There is no ‘mothership’ base as such, and much of the LMS staff are distributed remotely around the UK and Europe. And that’s an interesting point in relation to costs. Deloitte won’t be buying a new, super-expensive office in London to house the LMS group.
And the billable hour? How will the LMS charge clients? Foges noted that: ‘We don’t want to bill by the hour.‘
They will charge on volumes and fixed prices for now, but ‘would like to have a subscription model’.
She also noted that: ‘How corporates are consuming legal services is changing dramatically.’
If it’s dramatic for all is open for debate, but some certainly are embracing everything the evolving market has on offer now – and that is going to be an increasing challenge for law firms with a more traditional outlook and that don’t move with the times.
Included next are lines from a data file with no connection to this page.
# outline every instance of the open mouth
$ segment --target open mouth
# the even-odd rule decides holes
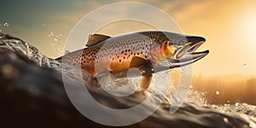
[[[168,61],[175,63],[173,67],[181,67],[188,65],[201,60],[206,56],[209,50],[199,51],[195,50],[206,42],[206,39],[201,37],[187,37],[188,44],[177,49],[175,58],[170,59]]]

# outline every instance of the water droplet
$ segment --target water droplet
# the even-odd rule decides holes
[[[219,91],[218,90],[216,91],[216,95],[219,95]]]
[[[223,120],[224,120],[225,123],[229,122],[229,119],[228,119],[228,118],[224,118]]]
[[[242,67],[248,67],[248,64],[247,64],[247,63],[244,63],[244,64],[242,64]]]
[[[6,23],[3,24],[3,26],[8,27],[9,26],[9,24],[8,22],[6,22]]]

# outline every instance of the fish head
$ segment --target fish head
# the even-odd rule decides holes
[[[202,37],[162,32],[154,42],[150,49],[153,60],[172,68],[191,64],[209,53],[195,51],[206,42]]]

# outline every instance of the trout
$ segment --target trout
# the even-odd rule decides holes
[[[83,73],[92,79],[106,73],[127,77],[130,69],[138,69],[143,76],[140,88],[145,90],[154,73],[183,67],[206,56],[209,50],[195,52],[205,41],[201,37],[160,31],[116,37],[93,34],[89,36],[86,48],[56,60],[80,66]]]

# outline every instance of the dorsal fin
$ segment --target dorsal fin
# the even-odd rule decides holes
[[[89,35],[88,38],[88,42],[86,44],[85,46],[89,47],[94,44],[96,44],[100,42],[102,42],[108,38],[109,38],[111,37],[109,36],[106,36],[106,35],[102,35],[102,34],[93,34],[93,35]]]

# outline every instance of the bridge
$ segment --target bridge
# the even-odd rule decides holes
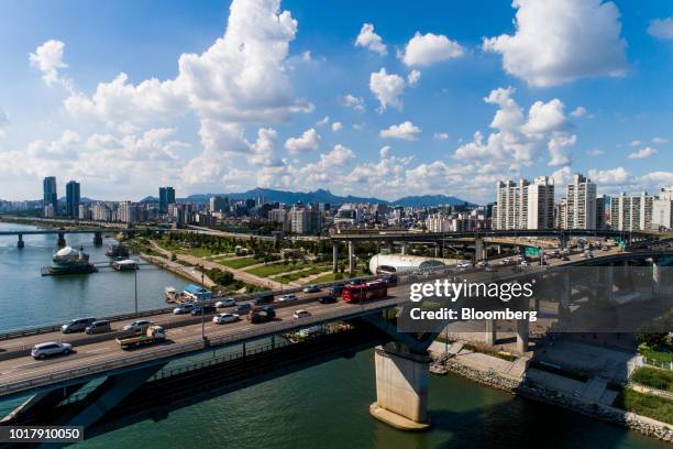
[[[472,270],[459,274],[468,282],[493,276],[499,281],[550,275],[565,278],[563,269],[567,266],[630,260],[651,261],[657,286],[662,282],[661,266],[671,264],[673,252],[613,249],[591,262],[573,254],[569,261],[550,260],[549,265],[516,271],[497,266],[495,273]],[[443,269],[423,281],[453,273]],[[115,332],[66,337],[54,331],[36,336],[19,332],[0,342],[0,399],[22,399],[2,424],[78,425],[86,428],[87,436],[93,436],[144,419],[162,419],[196,402],[376,347],[377,399],[372,414],[400,428],[424,429],[427,349],[441,329],[413,335],[400,332],[396,325],[397,310],[409,304],[409,284],[418,282],[417,276],[400,276],[399,284],[380,300],[320,304],[317,296],[305,297],[301,308],[311,315],[301,319],[293,319],[291,306],[277,306],[276,320],[256,325],[242,320],[218,326],[185,317],[183,324],[168,330],[169,341],[133,352],[119,349],[113,340]],[[558,295],[561,303],[567,303],[570,286],[562,285],[565,291]],[[161,324],[161,316],[153,319]],[[294,332],[317,326],[323,330],[319,335],[293,340]],[[495,336],[493,322],[486,322],[484,333],[486,339]],[[527,351],[527,320],[517,322],[516,333],[519,352]],[[25,355],[35,342],[49,339],[76,341],[75,352],[37,362]]]
[[[435,256],[438,249],[449,243],[466,240],[474,241],[474,259],[485,259],[488,239],[503,238],[552,238],[559,240],[559,248],[565,248],[572,238],[604,238],[619,239],[630,247],[633,243],[649,244],[659,241],[658,236],[649,232],[618,231],[610,229],[511,229],[511,230],[478,230],[457,232],[413,232],[413,231],[385,231],[385,230],[361,230],[346,232],[333,232],[332,238],[332,269],[334,273],[339,269],[339,243],[345,243],[349,251],[347,272],[354,271],[355,244],[360,242],[377,242],[388,245],[391,250],[395,244],[401,247],[401,253],[407,254],[410,243],[434,244]],[[501,245],[501,242],[496,243]],[[526,247],[526,244],[520,244]],[[393,251],[390,251],[393,252]]]
[[[102,234],[103,233],[122,233],[126,237],[133,237],[135,234],[144,233],[156,233],[163,234],[164,232],[176,232],[184,230],[174,230],[174,229],[164,229],[164,228],[91,228],[91,229],[68,229],[68,228],[58,228],[58,229],[34,229],[34,230],[21,230],[21,231],[0,231],[0,237],[5,236],[16,236],[19,238],[16,242],[16,247],[24,248],[25,242],[23,241],[23,236],[57,236],[56,245],[63,248],[66,245],[65,237],[66,234],[93,234],[93,244],[101,245],[102,244]]]

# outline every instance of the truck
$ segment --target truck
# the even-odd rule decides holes
[[[118,337],[117,343],[121,349],[137,348],[146,344],[158,343],[166,340],[166,331],[161,326],[150,326],[144,332],[126,337]]]
[[[253,324],[271,321],[275,317],[276,310],[271,306],[254,307],[250,314],[247,314],[247,319]]]

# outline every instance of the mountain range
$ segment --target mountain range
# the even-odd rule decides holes
[[[241,199],[256,199],[260,196],[264,197],[267,202],[284,202],[295,204],[301,201],[307,202],[329,202],[331,205],[342,205],[344,202],[372,202],[372,204],[385,204],[390,206],[402,206],[402,207],[429,207],[439,205],[468,205],[474,206],[470,201],[446,195],[421,195],[421,196],[406,196],[394,201],[388,201],[375,197],[358,197],[358,196],[338,196],[332,194],[330,190],[317,189],[315,191],[287,191],[287,190],[275,190],[271,188],[254,188],[247,191],[231,193],[231,194],[195,194],[189,195],[186,198],[177,198],[179,202],[208,202],[210,197],[213,196],[227,196],[230,200]],[[158,201],[158,198],[148,196],[141,200],[141,202]]]

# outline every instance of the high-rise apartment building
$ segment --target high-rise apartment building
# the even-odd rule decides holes
[[[581,174],[573,176],[565,196],[564,229],[596,229],[596,184]]]
[[[42,182],[42,189],[44,193],[43,204],[42,204],[42,206],[44,207],[44,216],[55,217],[56,215],[58,215],[58,196],[56,195],[56,178],[54,176],[45,177],[44,180]]]
[[[66,184],[66,215],[70,218],[79,216],[79,183],[75,180]]]
[[[175,204],[175,189],[173,187],[159,187],[159,213],[168,212],[168,205]]]
[[[643,191],[629,196],[625,193],[610,200],[610,225],[619,231],[643,231],[652,228],[654,197]]]
[[[662,188],[653,201],[652,228],[673,229],[673,187]]]
[[[551,229],[554,227],[554,183],[547,176],[498,182],[494,229]]]

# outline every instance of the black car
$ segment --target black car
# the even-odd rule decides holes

In terms of tech and process improvement, Foges added that in the long-term: ‘The price of legal services will come down. That’s what automation does.’
And finally, the US. Naturally, the US equivalent of Deloitte’s LMS cannot provide regulated legal services, although it can do plenty of work that is within the local barriers. What the US business and the UK/European LMS group can do however is refer work to each other where it makes sense.
As Foges pointed out, there could be a global, US-based company that is working with the American Deloitte legal business services team, and then sends over some work to the UK where the regulated lawyers in the LMS can help, perhaps because it’s an issue that goes beyond local US legal jurisdictions.
The final question was: could the UK team build an American legal services capability to then serve the US, thereby avoiding any Bar problems? Foges stated that they haven’t specifically looked at this yet, but didn’t rule it out in theory if Deloitte’s regulatory and risk teams allowed it.
Of course, we are not there yet, and in fact are a long way from anything like that. For now the focus is on growing the client base and then scaling the team in tandem to meet that demand.
This is just the beginning, but Deloitte has certainly chosen the right moment in history to expand this business. Conditions have never looked so supportive of this type of approach. Maybe the sky is the limit for this one. We shall see.